In our previous article we discussed about concurrency, parallelism and how concurrency enables parallelism.

It means that the target of a Java developer should be to build a concurrent application which will further enable parallelism, right?

Then how does multithreading fits the role in making an application concurrent?

After this article you will understand:

  1. How concurrency relates to multithreading.
  2. What is the difference between concurrency and multithreading

So, stay tuned!!

Current article is part of our series on multithreading in java.

What is Concurrency?

Let’s just borrow the definition from our earlier understanding:

“Concurrency is the ability of an application to handle multiple things at the same or overlapping time.”

The key is: handling. But, how can we handle multiple things in an application?

Answer is: By creating multiple execution units/pieces within an application.

And how can we create these different units in an application? – With Multithreading.

What is Multithreading?

Multithreading simply means that we are using multiple threads. A multithreaded application represents multiple threads at work. That’s it.

As a thread is smallest unit of execution, each thread can work as a separate execution unit of an application. And this is exactly what we require to create fully functional concurrent system.

Multiple threads == Multiple execution units == Concurrency.

So, Java has provided the concept of multithreading (threads) with the help of which we can build concurrent systems.

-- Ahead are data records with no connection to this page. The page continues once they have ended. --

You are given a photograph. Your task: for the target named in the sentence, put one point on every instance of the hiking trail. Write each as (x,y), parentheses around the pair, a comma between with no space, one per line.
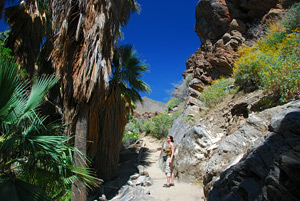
(179,192)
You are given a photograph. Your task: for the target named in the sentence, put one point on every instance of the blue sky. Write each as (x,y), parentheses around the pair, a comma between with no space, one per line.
(163,35)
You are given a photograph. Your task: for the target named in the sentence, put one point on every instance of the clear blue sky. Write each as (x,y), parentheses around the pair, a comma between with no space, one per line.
(163,35)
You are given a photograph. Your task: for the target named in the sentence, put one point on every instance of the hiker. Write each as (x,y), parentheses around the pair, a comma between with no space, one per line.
(169,162)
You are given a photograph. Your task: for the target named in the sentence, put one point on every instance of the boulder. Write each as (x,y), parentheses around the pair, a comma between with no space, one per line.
(270,168)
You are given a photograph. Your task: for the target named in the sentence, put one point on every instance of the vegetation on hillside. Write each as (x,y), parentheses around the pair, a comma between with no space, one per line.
(217,91)
(273,62)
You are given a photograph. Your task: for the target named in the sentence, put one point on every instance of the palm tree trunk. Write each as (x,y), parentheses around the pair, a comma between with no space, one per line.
(80,144)
(112,121)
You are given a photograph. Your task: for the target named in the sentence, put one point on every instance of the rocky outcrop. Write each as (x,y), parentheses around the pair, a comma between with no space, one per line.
(270,169)
(222,27)
(218,141)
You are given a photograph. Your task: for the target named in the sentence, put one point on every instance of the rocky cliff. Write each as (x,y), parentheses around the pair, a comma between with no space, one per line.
(228,147)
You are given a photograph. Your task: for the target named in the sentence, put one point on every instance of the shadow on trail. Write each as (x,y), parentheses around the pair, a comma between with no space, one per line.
(129,160)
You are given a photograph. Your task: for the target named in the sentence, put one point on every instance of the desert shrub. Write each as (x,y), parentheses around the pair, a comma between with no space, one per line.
(188,79)
(147,126)
(291,21)
(131,130)
(216,93)
(272,64)
(161,124)
(141,122)
(174,102)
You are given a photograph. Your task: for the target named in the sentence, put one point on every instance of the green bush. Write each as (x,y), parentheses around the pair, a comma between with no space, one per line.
(291,21)
(214,94)
(131,130)
(161,124)
(173,103)
(272,64)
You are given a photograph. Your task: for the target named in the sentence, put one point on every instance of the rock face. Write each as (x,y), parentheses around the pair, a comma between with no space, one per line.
(213,149)
(222,27)
(270,169)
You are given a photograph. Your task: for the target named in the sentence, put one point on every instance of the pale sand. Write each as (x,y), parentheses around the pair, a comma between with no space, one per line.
(179,192)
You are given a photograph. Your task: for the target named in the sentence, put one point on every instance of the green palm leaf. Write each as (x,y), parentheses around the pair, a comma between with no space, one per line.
(13,189)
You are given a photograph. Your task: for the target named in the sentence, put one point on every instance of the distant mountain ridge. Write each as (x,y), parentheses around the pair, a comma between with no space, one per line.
(150,105)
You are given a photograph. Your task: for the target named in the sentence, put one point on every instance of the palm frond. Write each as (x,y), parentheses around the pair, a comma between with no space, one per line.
(14,189)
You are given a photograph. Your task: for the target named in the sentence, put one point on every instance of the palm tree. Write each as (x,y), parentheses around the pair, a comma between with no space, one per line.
(124,88)
(82,40)
(36,163)
(82,56)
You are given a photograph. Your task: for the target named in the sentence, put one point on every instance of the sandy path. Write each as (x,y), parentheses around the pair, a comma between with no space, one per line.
(179,192)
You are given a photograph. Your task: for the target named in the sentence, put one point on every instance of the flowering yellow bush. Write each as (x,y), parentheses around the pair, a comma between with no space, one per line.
(272,63)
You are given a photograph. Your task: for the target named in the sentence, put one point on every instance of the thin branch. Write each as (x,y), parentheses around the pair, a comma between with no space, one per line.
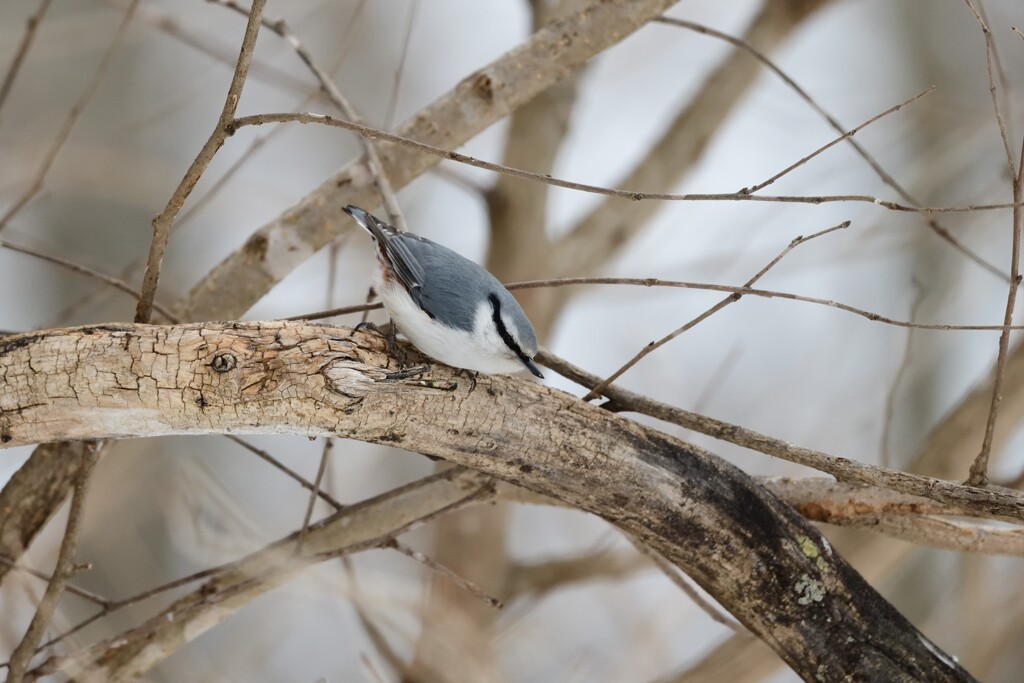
(61,573)
(375,133)
(32,26)
(280,27)
(365,525)
(162,223)
(904,366)
(845,136)
(979,469)
(84,270)
(325,455)
(993,92)
(910,519)
(284,468)
(540,578)
(71,120)
(673,574)
(215,188)
(1001,504)
(651,347)
(70,588)
(438,568)
(706,287)
(376,635)
(884,175)
(392,103)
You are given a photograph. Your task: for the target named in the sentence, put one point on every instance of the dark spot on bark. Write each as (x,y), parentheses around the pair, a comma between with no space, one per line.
(484,87)
(223,363)
(19,342)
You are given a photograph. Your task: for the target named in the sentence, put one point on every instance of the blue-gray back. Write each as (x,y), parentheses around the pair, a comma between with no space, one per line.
(455,287)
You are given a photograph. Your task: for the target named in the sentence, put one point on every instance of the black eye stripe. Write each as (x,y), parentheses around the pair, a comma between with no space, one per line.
(496,315)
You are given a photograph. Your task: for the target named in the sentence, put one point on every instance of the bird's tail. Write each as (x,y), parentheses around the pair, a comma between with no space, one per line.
(376,227)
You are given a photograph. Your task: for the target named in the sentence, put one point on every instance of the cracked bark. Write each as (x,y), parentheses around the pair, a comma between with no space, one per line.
(769,567)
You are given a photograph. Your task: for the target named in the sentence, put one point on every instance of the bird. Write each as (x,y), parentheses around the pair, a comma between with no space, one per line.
(448,306)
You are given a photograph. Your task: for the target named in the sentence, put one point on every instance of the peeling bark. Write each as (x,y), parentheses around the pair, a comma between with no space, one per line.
(769,567)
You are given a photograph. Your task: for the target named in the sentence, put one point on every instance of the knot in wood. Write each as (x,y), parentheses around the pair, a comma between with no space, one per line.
(223,363)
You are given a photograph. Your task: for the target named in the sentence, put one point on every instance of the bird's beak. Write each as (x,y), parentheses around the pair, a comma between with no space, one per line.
(531,367)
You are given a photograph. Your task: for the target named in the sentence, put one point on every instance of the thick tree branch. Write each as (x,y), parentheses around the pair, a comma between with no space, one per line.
(480,99)
(761,561)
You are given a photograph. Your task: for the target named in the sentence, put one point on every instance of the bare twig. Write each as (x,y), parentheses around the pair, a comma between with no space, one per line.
(327,498)
(280,27)
(979,469)
(649,348)
(70,588)
(61,573)
(162,223)
(636,196)
(325,455)
(392,104)
(673,573)
(71,120)
(708,287)
(32,26)
(454,577)
(845,136)
(885,446)
(79,268)
(540,578)
(990,59)
(368,524)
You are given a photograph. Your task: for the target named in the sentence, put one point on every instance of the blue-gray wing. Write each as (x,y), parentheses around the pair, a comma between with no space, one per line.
(406,266)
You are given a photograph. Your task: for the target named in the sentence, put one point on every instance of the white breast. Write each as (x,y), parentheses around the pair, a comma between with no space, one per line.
(481,350)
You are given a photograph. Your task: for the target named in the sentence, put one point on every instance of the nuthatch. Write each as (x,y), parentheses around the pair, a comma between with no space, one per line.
(451,308)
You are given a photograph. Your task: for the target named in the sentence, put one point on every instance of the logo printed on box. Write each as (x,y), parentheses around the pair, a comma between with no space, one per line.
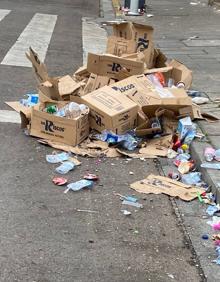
(142,44)
(116,67)
(51,127)
(124,88)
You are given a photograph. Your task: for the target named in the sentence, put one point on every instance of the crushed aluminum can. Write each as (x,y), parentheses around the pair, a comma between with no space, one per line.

Concurrency vs Multithreading

ConcurrencyMultithreading
Concurrency is the ability of a system to handle multiple things by creating multiple execution units.Multithreading is the concept which helps create multiple execution units.
It works as target to achieve for a Java developer.It works as a tool to achieve the concurrency target.

Key Points on Concurrency vs Multithreading

  1. Target of a Java developer should be to build a truly concurrent system.
  2. We need multiple execution units to execute concurrently or in parallel, in an application.
  3. Threads (Multithreading) is the tool provided by Java to help build these execution units.